The authors also introduce PULSE-X, a physics-based universal dexterous humanoid motion representation, which extends the PULSE framework to include articulated fingers. This representation is trained using a large-scale human motion dataset augmented with finger motion and distilled into a compact latent space. The latent space serves as the action space for the RL policy, allowing for simple state and reward designs.
Experiments on datasets such as GRAB, OakInk, and OMOMO demonstrate that Omnigrasp can successfully grasp and manipulate a wide variety of objects, achieving high success rates in both grasping and trajectory following. The method generalizes well to unseen objects and trajectories, and it shows robustness to input noise, suggesting potential for real-world deployment with appropriate modifications.

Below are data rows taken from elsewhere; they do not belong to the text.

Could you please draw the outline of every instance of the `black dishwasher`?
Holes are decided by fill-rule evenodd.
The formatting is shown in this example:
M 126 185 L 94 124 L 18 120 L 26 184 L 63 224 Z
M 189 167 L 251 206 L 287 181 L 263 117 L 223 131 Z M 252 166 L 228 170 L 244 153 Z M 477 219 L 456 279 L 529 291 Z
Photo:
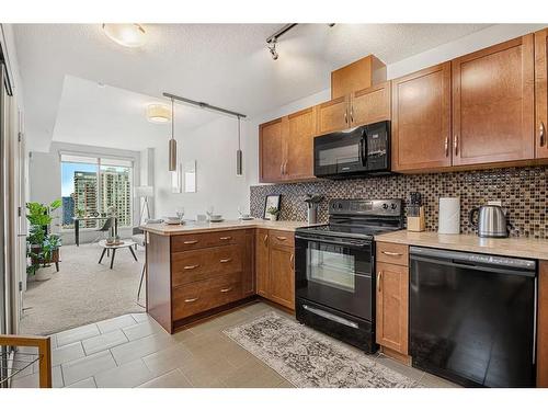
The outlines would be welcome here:
M 413 366 L 467 387 L 534 387 L 536 265 L 411 247 Z

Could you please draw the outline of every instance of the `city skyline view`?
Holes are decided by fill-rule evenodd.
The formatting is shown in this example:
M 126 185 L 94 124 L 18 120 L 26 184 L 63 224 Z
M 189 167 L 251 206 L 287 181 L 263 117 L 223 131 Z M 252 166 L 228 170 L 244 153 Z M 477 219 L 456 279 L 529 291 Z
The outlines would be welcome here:
M 99 173 L 98 173 L 99 171 Z M 73 228 L 72 217 L 116 208 L 118 226 L 132 224 L 132 187 L 128 167 L 61 162 L 62 227 Z M 83 228 L 96 228 L 96 221 L 84 221 Z

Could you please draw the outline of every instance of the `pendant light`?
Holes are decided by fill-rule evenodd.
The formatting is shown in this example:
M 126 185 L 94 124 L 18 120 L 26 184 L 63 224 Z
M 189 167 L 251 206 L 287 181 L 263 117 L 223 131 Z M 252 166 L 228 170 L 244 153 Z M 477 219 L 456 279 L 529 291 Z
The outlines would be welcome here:
M 241 152 L 240 116 L 238 116 L 238 150 L 236 150 L 236 175 L 243 175 L 243 159 Z
M 171 99 L 171 139 L 169 141 L 169 171 L 176 171 L 175 106 Z

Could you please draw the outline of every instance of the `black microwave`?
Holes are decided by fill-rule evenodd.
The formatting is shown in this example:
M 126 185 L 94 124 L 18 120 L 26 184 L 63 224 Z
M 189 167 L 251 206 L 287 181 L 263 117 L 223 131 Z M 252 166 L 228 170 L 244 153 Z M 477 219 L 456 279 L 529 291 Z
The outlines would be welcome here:
M 313 174 L 345 179 L 390 173 L 390 122 L 379 122 L 313 139 Z

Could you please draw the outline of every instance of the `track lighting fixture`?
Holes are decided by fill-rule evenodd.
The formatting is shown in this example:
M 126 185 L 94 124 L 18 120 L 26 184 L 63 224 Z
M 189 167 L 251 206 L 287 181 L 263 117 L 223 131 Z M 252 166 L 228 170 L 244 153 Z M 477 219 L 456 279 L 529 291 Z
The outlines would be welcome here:
M 279 57 L 277 52 L 276 52 L 276 38 L 273 38 L 266 44 L 266 47 L 269 47 L 269 50 L 271 52 L 271 57 L 273 60 L 277 60 Z

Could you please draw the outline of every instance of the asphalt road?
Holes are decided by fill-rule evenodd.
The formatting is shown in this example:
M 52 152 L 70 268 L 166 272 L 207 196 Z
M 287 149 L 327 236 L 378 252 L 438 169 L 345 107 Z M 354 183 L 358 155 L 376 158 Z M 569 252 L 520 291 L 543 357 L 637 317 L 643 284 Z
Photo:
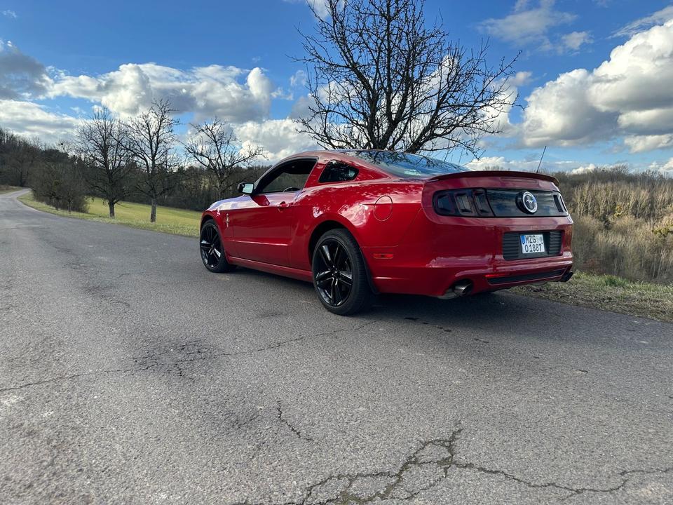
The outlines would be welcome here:
M 508 293 L 344 318 L 15 196 L 0 503 L 673 503 L 673 325 Z

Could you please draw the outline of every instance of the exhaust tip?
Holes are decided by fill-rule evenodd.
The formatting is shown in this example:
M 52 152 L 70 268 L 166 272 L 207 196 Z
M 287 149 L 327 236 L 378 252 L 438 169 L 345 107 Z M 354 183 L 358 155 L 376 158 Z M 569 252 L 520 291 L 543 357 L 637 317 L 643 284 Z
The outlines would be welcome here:
M 472 281 L 458 281 L 454 284 L 454 292 L 458 296 L 465 296 L 472 291 Z
M 461 296 L 465 296 L 472 291 L 472 281 L 468 279 L 458 281 L 451 288 L 447 290 L 447 292 L 444 295 L 439 297 L 442 299 L 451 299 L 451 298 L 458 298 Z

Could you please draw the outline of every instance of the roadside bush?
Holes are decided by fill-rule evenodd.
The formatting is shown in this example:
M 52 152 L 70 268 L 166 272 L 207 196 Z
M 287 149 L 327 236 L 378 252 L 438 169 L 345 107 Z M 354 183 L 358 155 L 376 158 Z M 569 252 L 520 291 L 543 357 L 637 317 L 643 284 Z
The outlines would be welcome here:
M 69 213 L 86 213 L 88 204 L 81 170 L 63 153 L 48 154 L 31 179 L 35 199 Z
M 673 179 L 622 168 L 557 174 L 585 271 L 673 283 Z

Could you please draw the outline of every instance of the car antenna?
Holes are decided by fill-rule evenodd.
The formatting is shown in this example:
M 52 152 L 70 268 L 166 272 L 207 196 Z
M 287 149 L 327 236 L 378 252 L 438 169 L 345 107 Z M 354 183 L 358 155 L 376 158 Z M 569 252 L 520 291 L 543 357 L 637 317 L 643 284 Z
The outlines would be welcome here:
M 538 173 L 540 171 L 540 166 L 542 165 L 542 159 L 545 157 L 545 152 L 547 150 L 547 146 L 545 146 L 545 148 L 542 150 L 542 156 L 540 156 L 540 163 L 538 163 L 538 169 L 535 171 L 536 173 Z

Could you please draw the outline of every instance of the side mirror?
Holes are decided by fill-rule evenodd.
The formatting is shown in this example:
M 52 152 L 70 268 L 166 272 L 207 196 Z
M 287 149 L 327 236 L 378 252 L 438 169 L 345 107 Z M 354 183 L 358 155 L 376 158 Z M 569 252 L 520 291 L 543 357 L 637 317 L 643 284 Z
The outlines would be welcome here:
M 240 182 L 238 184 L 238 192 L 243 194 L 252 194 L 254 184 L 252 182 Z

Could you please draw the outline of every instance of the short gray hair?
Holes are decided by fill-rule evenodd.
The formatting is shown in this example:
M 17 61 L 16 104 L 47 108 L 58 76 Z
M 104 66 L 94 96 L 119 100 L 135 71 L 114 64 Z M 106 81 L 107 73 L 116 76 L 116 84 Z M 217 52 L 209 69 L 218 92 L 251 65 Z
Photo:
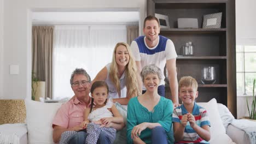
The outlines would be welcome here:
M 144 67 L 141 71 L 141 76 L 142 81 L 144 81 L 144 79 L 148 74 L 157 74 L 159 80 L 161 81 L 162 79 L 162 75 L 161 73 L 161 69 L 159 67 L 156 67 L 155 65 L 150 64 Z
M 74 75 L 79 75 L 79 74 L 82 74 L 85 76 L 87 77 L 87 79 L 88 79 L 88 81 L 91 82 L 91 77 L 90 77 L 90 75 L 87 73 L 86 71 L 84 70 L 83 68 L 76 68 L 73 72 L 72 74 L 71 74 L 71 76 L 70 77 L 70 85 L 72 85 L 73 83 L 73 79 L 74 79 Z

The paper concludes by discussing limitations, such as the need for further improvements in trajectory following success rates and grasping diversity, and outlines future work directions, including enhancing the humanoid motion representation and improving object representation for better generalization.The paper "Omnigrasp: Grasping Diverse Objects with Simulated Humanoids" presents a method for controlling a simulated humanoid to grasp and manipulate objects, following complex trajectories. The key challenge in this task is the dexterity required for precise object manipulation, especially with a humanoid robot that has a high degree of freedom. To address this, the authors introduce a novel approach that leverages a pre-trained universal dexterous humanoid motion representation, which significantly speeds up training and enables the controller to handle a wide range of objects and trajectories.
The method, called Omnigrasp, uses a hierarchical reinforcement learning (RL) framework. It trains on a large dataset of diverse object meshes and trajectories, without requiring paired full-body motion data. The core idea is to use a pre-grasp guided grasping training process, where the policy is trained using only the hand pose before grasping, which helps in stabilizing the grasp and improving the success rate. The reward function is designed to encourage the policy to approach the object, initiate a grasp, and then follow the desired trajectory.
The authors also introduce PULSE-X, a physics-based universal dexterous humanoid motion representation, which extends the PULSE framework to include articulated fingers. This representation is trained using a large-scale human motion dataset augmented with finger motion and distilled into a compact latent space. The latent space serves as the action space for the RL policy, allowing for simple state and reward designs.
Experiments on datasets such as GRAB, OakInk, and OMOMO demonstrate that Omnigrasp can successfully grasp and manipulate a wide variety of objects, achieving high success rates in both grasping and trajectory following. The method generalizes well to unseen objects and trajectories, and it shows robustness to input noise, suggesting potential for real-world deployment with appropriate modifications.
The paper concludes by discussing limitations, such as the need for further improvements in trajectory following success rates and grasping diversity, and outlines future work directions, including enhancing the humanoid motion representation and improving object representation for better generalization.